Eternamente

"A luz esconde-se há muito e, eternamente, deambulo pelos cantos da que os meus olhos me dá a conhecer, algures entre o reflectir e a calma, sentindo como tudo pode ser tão imenso se nos dermos ao luxo de o sentir dessa maneira.

Ainda com pedaços de sono, caminho em direcção a cavalos de metal, procurando na carteira as moedas necessárias para dar o menos trabalho possível a quem ganha a vida por detrás dos compartimentos de vidro, figuras que não consigo deixar de dizer um olá que seja.

Nas redondezas deste comboio passam imagens, não só pela janela como pelo que me vai entrando nos ouvidos, conversas rotineiras, psicologias, há algo de fascinante em alhear-nos nos outros, e dos outros.
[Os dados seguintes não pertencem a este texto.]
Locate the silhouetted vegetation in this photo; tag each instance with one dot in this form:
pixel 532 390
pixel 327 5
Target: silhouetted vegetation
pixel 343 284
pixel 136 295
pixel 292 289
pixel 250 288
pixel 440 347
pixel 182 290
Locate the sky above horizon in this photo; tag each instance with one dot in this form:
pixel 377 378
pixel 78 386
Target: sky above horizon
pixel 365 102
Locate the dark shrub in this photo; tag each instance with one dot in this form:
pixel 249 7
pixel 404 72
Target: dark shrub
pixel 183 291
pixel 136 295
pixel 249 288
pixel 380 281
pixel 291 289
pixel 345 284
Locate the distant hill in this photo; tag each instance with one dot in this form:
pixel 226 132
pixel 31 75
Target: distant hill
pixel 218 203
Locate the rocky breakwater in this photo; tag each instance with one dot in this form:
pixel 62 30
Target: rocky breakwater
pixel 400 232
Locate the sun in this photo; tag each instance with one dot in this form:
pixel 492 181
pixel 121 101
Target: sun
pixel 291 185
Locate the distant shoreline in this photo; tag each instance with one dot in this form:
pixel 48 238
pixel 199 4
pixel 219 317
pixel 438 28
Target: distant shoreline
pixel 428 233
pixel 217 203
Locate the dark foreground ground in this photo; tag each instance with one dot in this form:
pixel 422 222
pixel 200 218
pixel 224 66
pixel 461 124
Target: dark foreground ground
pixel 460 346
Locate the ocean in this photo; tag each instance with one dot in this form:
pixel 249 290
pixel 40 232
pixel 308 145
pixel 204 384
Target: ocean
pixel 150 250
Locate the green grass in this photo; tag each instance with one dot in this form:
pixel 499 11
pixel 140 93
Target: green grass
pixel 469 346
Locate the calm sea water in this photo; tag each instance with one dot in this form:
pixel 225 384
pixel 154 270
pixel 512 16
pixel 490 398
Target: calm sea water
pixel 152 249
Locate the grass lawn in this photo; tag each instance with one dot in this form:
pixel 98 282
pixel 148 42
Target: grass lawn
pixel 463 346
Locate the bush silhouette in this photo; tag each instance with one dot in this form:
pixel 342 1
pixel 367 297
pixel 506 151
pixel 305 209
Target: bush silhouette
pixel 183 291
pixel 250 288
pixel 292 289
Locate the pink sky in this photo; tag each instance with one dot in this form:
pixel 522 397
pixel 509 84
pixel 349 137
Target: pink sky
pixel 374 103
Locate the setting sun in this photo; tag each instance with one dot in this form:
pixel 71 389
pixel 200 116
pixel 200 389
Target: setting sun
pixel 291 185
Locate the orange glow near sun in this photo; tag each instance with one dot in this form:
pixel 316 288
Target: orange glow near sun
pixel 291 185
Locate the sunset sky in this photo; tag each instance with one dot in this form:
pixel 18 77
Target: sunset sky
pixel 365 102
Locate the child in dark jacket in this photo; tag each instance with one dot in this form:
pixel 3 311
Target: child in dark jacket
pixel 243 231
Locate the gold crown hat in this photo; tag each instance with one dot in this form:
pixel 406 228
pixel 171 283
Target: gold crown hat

Punho direito encostado à face, deixo cair a cabeça até à parede, nada temendo, escutando as dezenas de vozes, passeando sem sair do lugar, encosta abaixo, até me despenhar na próxima paragem, que pode bem ser a tua, quando abrires a boca e me deixares escutar as maiores banalidades possíveis como se a tua vida dependesse disso.

O meu patrão isto, a minha colega aquilo, o meu marido, os meus filhos, este tempo, a história da vizinha, a pessoa que foi assaltada no outro dia, a gaja que comi ontem, a sopa que tenho à espera, o governo, a professora que é uma baldas…, quando estamos neste comboio tudo o que nos é importante muda drasticamente, preenchendo-nos o vazio diário, sem grandes exigências, sempre à procura de uma nova história para contar, onde temos sempre razão do nosso ponto de vista e estamos a lutar contra um mundo que está do avesso e contra nós. Somos uns incompreendidos, nada faz sentido e, no entanto, a esperança continua lá, a busca de algo, de um final feliz.

Entre os jornais e a informação descartável, irá chegar o momento de levantar a cabeça, desdobrar as pernas e revelar uma altura maior do que aparentava, continuando o meu caminho até outros dias, outras histórias e outras circunstâncias, até que deixe de ouvir os próprios passos na imensidão da estagnação."